THURSDAY, 5 P.M. First gallery.

It’s a risky mission, considering the pull of this long-awaited opening. First observation: If you want to avoid the crowds, arriving at the museum at 5 p.m. on a Thursday is not the way to go. Admission is free, and the place is packed!

Even so, the children are eager to see, and most of all touch, the many artifacts in the first gallery. They quickly start manipulating the objects displayed on the touch-sensitive tablets around the room. Turn, magnify, rotate … They spend several minutes (a rare event in our house) looking at some ivory sculptures that are thousands of years old. An hour later, it’s time to go: it’s 6 p.m., the kids are hungry, and we’ve spent a whole hour in the first gallery alone! I feel as if we’ve barely scratched the surface of the exhibition, but that’s the way it goes with kids. We promise ourselves we’ll come back and visit the other two galleries tomorrow.

Lou’s rating (age 9): “8 out of 10.”

Henri’s rating (age 7): “I liked touching the bison poo, the ivory face, and the tree with all the families.”


FRIDAY, 1 P.M. Second gallery.

We’re determined and ready to explore the second gallery, which tells the story of colonial Canada. Much to my chagrin as an adult who needs to read everything, we speed past the interpretive panels and paintings. The kids are irresistibly drawn to a lighted table, which turns out to be a (really cool) game whose objective is to build a replica of Southwold Township, near Lake Erie. It’s the early 1800s, and we’re going to settle this land using the strength of our fingers! Making horseshoes, distributing distillery products, framing houses, building roads—those tablets are getting a workout! Now and then, I try to slip the kids a historical fact or two.

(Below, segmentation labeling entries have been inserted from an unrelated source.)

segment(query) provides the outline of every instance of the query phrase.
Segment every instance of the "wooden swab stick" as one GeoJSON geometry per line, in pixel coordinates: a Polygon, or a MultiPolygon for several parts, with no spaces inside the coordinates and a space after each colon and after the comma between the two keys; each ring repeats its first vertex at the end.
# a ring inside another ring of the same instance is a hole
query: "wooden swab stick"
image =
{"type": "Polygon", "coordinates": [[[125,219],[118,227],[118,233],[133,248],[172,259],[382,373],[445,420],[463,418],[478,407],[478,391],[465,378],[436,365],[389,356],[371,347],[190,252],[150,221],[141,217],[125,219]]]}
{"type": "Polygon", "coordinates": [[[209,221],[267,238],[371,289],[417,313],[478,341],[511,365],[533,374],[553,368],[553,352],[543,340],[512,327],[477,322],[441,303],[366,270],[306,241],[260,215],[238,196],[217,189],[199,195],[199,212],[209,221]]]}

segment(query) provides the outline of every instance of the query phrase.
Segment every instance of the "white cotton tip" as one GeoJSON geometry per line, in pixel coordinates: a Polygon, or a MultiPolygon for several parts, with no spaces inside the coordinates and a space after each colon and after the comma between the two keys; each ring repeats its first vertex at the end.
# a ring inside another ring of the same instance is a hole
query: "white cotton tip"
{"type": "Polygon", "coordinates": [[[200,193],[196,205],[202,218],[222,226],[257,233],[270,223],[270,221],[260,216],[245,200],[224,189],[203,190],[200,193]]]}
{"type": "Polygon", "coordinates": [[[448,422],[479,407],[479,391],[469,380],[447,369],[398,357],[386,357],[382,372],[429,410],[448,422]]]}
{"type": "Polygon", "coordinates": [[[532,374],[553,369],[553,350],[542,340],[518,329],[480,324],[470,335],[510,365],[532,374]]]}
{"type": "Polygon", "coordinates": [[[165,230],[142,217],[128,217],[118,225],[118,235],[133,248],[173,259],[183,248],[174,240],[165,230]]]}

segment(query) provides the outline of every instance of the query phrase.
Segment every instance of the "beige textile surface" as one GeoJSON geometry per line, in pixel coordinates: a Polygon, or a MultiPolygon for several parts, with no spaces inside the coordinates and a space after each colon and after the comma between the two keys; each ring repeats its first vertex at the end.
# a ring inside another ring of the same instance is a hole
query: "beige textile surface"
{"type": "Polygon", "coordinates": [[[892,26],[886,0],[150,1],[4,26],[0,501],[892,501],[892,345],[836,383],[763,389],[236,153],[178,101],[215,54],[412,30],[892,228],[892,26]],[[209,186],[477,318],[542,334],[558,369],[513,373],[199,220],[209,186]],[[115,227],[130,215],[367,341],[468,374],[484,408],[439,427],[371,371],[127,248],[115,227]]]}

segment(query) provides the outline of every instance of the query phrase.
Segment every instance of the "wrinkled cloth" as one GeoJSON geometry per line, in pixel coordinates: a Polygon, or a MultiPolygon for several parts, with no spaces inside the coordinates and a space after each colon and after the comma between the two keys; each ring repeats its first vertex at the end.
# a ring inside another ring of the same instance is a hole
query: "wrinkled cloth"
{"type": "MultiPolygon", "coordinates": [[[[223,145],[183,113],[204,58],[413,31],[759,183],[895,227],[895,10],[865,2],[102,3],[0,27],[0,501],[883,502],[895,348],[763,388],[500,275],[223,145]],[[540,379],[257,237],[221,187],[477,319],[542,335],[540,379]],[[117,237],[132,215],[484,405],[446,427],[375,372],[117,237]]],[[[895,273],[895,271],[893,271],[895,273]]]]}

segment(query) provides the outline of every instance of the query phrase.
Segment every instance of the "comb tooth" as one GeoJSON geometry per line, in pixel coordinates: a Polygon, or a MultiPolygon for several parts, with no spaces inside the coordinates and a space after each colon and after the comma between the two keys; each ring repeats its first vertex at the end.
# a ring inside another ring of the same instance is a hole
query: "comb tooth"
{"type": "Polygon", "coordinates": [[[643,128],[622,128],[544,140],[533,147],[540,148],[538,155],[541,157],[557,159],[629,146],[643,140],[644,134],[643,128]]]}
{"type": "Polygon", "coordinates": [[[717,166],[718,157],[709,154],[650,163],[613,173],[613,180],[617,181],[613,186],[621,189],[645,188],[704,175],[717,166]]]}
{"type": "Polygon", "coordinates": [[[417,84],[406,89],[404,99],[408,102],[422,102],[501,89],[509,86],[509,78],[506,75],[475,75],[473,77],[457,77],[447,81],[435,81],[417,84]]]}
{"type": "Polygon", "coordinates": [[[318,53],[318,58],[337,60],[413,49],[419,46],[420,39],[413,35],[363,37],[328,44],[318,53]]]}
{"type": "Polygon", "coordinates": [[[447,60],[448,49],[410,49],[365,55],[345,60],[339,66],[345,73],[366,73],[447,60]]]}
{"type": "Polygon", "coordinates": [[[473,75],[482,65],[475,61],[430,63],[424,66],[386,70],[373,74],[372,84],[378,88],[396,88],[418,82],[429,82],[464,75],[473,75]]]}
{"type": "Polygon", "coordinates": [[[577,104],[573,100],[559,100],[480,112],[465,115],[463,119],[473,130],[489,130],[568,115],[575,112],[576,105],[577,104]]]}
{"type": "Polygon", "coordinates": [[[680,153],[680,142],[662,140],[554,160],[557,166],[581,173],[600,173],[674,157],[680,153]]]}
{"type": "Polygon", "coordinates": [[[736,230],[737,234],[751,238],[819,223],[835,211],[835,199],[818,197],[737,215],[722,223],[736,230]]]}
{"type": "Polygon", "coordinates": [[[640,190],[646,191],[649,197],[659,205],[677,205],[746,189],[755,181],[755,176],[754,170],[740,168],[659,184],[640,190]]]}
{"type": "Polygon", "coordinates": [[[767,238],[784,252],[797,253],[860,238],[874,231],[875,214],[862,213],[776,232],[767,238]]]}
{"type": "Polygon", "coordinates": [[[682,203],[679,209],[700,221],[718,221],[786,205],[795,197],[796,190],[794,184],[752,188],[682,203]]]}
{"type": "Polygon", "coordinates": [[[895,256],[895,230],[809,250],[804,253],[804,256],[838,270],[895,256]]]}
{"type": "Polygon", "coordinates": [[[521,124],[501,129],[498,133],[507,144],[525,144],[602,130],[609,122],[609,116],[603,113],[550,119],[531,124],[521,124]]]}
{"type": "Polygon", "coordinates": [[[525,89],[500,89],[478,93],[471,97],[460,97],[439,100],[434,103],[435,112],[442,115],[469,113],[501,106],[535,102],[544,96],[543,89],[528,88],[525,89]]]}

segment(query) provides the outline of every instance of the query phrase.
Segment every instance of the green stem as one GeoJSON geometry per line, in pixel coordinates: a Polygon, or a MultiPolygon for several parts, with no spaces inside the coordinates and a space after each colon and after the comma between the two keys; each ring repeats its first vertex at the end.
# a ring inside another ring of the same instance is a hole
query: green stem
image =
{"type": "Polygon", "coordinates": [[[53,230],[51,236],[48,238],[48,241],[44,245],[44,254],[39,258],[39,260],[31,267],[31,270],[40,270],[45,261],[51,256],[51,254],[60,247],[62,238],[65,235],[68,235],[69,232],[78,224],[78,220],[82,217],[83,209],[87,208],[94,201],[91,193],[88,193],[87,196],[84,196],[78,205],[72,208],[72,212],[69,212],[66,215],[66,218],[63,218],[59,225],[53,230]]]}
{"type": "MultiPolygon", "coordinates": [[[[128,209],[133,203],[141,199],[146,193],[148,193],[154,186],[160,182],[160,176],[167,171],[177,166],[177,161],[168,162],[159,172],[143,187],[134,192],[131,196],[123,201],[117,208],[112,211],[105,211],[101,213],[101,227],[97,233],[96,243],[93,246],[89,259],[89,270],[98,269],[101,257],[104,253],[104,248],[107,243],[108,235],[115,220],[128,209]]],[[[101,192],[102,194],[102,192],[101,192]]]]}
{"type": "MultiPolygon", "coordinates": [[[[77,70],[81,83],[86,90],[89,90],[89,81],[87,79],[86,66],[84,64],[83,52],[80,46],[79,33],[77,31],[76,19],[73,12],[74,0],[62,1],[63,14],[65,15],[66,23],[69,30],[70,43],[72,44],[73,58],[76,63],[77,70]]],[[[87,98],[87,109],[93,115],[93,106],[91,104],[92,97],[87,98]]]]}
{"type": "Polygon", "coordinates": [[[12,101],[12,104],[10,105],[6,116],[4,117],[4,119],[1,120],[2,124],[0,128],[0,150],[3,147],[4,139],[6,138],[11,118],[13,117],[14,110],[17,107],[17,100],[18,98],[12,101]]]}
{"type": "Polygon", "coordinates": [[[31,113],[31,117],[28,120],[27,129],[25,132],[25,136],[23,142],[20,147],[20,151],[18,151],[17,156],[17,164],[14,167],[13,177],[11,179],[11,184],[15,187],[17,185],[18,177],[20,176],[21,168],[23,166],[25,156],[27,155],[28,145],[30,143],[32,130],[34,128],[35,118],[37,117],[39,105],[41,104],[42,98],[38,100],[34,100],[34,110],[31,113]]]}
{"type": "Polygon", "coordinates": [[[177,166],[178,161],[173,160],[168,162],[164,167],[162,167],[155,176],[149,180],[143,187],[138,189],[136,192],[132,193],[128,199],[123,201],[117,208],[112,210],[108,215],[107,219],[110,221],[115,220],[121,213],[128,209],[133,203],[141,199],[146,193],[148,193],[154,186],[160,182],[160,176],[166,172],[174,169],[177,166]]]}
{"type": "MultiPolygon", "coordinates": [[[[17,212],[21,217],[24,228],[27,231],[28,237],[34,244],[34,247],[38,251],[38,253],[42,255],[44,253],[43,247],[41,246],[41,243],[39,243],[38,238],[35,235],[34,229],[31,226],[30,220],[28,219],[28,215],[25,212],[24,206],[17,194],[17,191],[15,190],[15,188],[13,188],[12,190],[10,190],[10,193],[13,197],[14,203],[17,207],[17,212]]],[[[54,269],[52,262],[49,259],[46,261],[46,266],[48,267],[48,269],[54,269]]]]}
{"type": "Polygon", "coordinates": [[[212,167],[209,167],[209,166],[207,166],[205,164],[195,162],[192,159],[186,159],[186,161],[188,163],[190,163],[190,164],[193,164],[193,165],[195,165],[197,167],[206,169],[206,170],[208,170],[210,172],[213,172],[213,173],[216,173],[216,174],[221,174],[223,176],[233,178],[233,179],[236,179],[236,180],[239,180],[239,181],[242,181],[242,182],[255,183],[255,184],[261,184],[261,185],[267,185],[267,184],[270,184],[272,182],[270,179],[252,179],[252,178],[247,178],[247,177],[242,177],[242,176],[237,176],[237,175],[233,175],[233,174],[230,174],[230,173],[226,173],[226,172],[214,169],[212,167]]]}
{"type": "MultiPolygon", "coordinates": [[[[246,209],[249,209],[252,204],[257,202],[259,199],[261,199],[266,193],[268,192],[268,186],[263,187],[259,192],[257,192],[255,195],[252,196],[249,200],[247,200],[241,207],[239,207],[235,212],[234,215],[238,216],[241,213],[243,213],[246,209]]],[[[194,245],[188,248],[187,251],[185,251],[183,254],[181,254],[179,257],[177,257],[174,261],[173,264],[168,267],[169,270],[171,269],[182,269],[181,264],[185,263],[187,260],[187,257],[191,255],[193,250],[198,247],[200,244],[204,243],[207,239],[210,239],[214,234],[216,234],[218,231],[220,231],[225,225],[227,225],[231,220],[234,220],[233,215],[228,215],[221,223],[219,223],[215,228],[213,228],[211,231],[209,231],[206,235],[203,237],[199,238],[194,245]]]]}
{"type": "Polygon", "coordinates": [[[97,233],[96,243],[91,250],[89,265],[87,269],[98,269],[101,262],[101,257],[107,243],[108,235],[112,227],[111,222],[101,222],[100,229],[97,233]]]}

Mom: “Gosh, a settler’s life was hard! Can you imagine?”

Kids: [sound of crickets chirping]

Will they remember anything about this experience? Fingers crossed!

We press on. The boys find a station that holds their attention for quite awhile: here, you get to build your own MP! Henri decides his MP is a ninja. I don’t have the heart to tell him that in fact she’s a Muslim woman in a headscarf. Next, the MP-ninja-Muslim has to debate a bill. And how do they debate bills in Parliament? With rock-paper-scissors. You learn something every day! After the Senate passes the bill, we get to play the first few bars of the national anthem. Cheers and fireworks! It’s a hit with the boys.

Lou’s rating: “9 out of 10.”

Henri’s rating: “I liked the teepee, the ninja, making a poster, and putting things in the canoe.”

FRIDAY, 3 P.M. Third gallery.

The third and final gallery is all about modern-day Canada. We skim through the two World Wars and Expo 67, then take a few minutes to learn about the making of the new Canadian flag: you can make your own flag and display it on a big screen! A little further on, my eldest is captivated by The Rocket’s hockey sweater. He even agrees to pose with it—and him a rabid Pittsburgh Penguins fan. Next, we stop at the display about residential schools. I read my eldest a few of the former residents’ comments. I get a lump in my throat. I hope he’ll remember this dark chapter in our past. Meanwhile, Henry is clicking on his favourite Quebec songs and dancing to Beau Dommage’s “Blues d’la métropole.”

It’s already 5 p.m. We leave the museum, our heads filled with a thousand images.

“So, guys, do you want to come back?”


Lou’s rating: “9 out of 10, because of the hockey.”

Henri’s rating: “I liked all the games!!”